Abbreviations: BARS: Brief Ataxia Rating Scale; SARA: Scale for the Assessment and Rating of Ataxia; FARS: Friedreich’s Ataxia Rating Scale

Table 2 describes medulla, pons, midbrain and SCP volume differences in LOGG and LOTS relative to controls. Raw mean volumes with standard deviations (not eTIV-normalized) are also reported for LOGG, LOTS, LOSD, and controls. When comparing LOGG patients (n = 10) to controls (n = 7), there was significant volume loss of the pons (12,785.06 ± 1,603.84 vs. 15,457.14 ± 2,748.41 mm3, p = 0.0069) and SCP (196.93 ± 31.20 vs. 293.57 ± 70.16 mm3, p = 0.0003) but not the midbrain or medulla. When comparing only the LOTS group (n = 7) to controls, there was significant volume loss in the pons (12,709.07 ± 1,954.83 vs. 15,457.14 ± 2,748.41 mm3, p = 0.0055) and SCP (196.88 ± 37.80 vs. 293.57 ± 70.16 mm3, p = 0.0023). There were no significant associations between the SCP/pons volumes and clinical scales or disease duration.

Table 2.

Percent change, unadjusted p-values, and 95% confidence intervals for ANCOVA between-group comparisons using eTIV-normalized brainstem substructure data. 95% Confidence intervals are reported as fractions due to eTIV normalization. Raw mean volumes with standard deviations (not eTIV-normalized) for brainstem substructures are also reported. While p-values are unadjusted for false discovery rate, results account for multiple comparisons, with significant results highlighted in bold

Medulla Pons SCP Midbrain

% Change P Values 95% CI
 10 LOGG vs 7 Control 2.0% 0.7037 [−2.4, 3.6] × 10−4 −12.0% 0.0069* [−19.2, −4.0] × 10−4 −29.5% 0.0003* [−7.9, −3.0] × 10−5 3.0% 0.2814 [−1.0, 3.3] × 10−4
 7 LOTS vs 7 Control 4.4% 0.5568 [−2.2, 4.8] × 10−4 −14.5% 0.0055* [−22.4, −5.6] × 10−4 −31.4% 0.0023* [−8.8, −2.8] × 10−5 2.3% 0.4746 [−1.7, 3.5] × 10−4
Volume (mm3) mean ± SD
 LOGG (n = 10) (LOTS + LOSD) 4,426.26 ± 549.14 12,785.06 ± 1,603.84 196.93 ± 31.20 5,869.48 ± 499.59
 LOTS (n = 7) 4,615.16 ± 556.69 12,709.07 ± 1,954.83 196.88 ± 37.80 5,944.08 ± 578.87
 LOSD (n = 3) 3,985.52 ± 104.92 12,962.37 ± 208.16 197.04 ± 17.92 5,695.41 ± 230.11
 Control (n = 7) 4,638.04 ± 1,055.78 15,457.14 ± 2,748.41 293.57 ± 70.16 6,056.91 ± 799.17
*

Statistically significant after FDR Correction

Discussion

We found prominent pons and SCP atrophy in the 10 LOGG patients and 7 LOTS sub-cohort.

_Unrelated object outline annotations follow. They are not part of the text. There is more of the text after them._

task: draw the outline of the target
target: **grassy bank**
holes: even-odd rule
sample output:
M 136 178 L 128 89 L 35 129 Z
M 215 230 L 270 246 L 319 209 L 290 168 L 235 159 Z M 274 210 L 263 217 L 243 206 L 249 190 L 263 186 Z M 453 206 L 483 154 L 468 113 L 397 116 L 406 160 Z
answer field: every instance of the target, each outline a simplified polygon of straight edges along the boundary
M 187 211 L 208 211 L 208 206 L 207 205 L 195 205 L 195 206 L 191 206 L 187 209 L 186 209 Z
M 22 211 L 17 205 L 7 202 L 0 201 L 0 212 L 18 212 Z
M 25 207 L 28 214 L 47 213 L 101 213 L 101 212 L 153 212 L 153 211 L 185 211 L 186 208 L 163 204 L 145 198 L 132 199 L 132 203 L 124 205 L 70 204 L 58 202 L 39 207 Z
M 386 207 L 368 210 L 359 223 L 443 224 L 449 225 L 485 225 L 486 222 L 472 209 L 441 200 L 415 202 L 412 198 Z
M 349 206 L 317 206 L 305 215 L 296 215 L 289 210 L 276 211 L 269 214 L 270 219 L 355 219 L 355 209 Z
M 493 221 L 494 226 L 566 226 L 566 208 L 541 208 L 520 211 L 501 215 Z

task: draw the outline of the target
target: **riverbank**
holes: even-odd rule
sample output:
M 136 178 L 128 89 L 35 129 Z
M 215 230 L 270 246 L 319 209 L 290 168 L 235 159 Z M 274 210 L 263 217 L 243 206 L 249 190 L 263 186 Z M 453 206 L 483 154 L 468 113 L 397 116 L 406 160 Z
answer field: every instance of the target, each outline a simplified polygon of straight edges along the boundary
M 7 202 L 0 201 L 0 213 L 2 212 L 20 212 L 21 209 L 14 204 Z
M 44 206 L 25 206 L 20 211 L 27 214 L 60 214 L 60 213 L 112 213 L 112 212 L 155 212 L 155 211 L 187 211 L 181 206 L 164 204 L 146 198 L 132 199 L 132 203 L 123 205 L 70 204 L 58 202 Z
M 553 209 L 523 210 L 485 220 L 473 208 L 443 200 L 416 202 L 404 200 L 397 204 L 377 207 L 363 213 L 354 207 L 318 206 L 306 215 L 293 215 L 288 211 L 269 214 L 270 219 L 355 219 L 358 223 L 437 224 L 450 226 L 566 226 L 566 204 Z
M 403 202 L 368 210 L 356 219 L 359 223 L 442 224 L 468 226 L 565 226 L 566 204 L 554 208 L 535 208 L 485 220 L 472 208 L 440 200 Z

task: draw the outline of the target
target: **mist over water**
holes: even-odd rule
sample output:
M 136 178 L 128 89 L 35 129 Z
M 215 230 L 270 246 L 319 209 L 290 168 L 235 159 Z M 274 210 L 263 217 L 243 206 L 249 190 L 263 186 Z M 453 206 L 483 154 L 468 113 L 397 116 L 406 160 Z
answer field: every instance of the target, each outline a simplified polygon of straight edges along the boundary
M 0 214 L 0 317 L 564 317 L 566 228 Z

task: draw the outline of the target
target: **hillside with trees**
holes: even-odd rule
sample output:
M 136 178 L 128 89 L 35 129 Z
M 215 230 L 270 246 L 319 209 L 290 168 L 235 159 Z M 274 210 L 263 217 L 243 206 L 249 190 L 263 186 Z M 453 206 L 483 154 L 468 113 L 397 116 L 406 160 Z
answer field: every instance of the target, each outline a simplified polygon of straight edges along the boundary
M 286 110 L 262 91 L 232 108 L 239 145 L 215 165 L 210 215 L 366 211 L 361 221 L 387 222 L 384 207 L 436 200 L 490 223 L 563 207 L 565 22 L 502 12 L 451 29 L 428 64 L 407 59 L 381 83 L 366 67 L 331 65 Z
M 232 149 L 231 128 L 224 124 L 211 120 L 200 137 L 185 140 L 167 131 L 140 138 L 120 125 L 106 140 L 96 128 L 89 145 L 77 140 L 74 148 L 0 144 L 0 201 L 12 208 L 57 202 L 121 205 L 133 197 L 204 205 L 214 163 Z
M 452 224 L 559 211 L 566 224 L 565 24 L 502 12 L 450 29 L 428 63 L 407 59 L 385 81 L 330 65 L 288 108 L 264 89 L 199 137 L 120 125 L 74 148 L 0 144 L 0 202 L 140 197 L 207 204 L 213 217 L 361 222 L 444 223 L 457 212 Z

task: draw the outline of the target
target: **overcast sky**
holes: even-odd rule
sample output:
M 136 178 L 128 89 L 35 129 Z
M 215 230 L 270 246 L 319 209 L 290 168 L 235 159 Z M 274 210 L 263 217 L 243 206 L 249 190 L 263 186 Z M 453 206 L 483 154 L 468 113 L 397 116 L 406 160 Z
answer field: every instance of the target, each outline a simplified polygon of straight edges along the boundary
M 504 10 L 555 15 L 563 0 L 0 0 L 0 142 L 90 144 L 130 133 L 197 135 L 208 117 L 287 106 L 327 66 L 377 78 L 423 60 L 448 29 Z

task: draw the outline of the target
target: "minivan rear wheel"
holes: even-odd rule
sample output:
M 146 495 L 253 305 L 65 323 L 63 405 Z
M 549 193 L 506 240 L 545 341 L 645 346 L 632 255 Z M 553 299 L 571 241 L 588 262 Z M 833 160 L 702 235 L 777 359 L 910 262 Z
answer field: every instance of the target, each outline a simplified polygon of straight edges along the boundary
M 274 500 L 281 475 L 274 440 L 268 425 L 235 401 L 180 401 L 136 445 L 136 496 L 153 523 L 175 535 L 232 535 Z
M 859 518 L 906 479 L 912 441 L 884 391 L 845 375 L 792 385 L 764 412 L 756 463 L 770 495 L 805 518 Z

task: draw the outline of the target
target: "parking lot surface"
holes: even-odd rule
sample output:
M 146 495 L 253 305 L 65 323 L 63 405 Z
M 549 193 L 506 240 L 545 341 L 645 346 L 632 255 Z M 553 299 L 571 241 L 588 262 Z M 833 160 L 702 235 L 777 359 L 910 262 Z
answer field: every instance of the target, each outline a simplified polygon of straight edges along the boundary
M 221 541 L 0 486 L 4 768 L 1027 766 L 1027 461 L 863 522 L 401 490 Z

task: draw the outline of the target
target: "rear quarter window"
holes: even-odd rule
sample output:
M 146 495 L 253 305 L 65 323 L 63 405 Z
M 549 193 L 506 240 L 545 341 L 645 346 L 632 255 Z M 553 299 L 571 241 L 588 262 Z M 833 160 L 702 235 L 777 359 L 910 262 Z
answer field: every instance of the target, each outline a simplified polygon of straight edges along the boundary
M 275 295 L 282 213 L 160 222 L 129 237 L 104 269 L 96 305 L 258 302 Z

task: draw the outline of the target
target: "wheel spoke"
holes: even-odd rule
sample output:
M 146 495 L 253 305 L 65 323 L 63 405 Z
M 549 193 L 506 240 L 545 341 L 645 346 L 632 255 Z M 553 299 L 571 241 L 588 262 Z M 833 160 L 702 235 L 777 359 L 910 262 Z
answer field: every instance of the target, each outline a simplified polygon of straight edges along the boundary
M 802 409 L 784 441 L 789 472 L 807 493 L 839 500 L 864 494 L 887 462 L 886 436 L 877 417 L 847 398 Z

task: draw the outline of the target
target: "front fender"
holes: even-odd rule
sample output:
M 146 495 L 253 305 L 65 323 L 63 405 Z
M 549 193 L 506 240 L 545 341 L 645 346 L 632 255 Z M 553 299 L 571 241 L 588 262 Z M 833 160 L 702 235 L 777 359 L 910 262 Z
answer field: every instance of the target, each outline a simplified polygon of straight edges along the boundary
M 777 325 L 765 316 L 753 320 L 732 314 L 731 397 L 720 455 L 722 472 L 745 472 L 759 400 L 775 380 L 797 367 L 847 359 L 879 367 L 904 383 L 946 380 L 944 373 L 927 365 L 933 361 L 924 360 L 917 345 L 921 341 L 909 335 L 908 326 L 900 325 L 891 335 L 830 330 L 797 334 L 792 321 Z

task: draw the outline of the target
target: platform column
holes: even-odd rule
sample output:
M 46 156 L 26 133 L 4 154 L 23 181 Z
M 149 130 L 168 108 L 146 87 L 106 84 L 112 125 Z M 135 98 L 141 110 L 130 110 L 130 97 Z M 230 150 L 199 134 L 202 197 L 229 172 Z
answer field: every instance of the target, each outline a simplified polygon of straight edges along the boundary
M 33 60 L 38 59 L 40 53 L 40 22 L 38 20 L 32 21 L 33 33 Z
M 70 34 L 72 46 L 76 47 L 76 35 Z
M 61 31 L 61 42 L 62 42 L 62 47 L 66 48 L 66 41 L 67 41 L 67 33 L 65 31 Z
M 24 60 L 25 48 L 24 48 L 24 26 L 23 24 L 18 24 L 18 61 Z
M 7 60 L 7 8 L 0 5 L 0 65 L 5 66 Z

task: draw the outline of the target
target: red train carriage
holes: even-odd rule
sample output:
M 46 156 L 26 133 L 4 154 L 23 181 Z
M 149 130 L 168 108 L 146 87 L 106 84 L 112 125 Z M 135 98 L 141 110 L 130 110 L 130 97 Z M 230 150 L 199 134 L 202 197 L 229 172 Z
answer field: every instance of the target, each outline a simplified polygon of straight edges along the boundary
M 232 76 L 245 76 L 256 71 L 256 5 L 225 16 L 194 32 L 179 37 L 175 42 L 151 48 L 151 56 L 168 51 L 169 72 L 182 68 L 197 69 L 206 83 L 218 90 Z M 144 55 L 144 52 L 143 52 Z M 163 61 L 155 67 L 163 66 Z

SCP atrophy was similar in both sub-cohorts based on mean volumetric outputs. However, in the LOTS patients, the pontocerebellar atrophy profile was still dominated by the cerebellar atrophy (p = 7.38 × 10−6) previously reported [3] compared to the SCP (p = 0.0023), whereas cerebellar volume was relatively preserved in LOSD. The difference in the variance between the LOTS and LOSD brain volumes is likely related to the relative homogeneity of the LOSD population sampled (which had minimal atrophy), compared to a wide range of degree of atrophy in LOTS, thereby causing this larger variance.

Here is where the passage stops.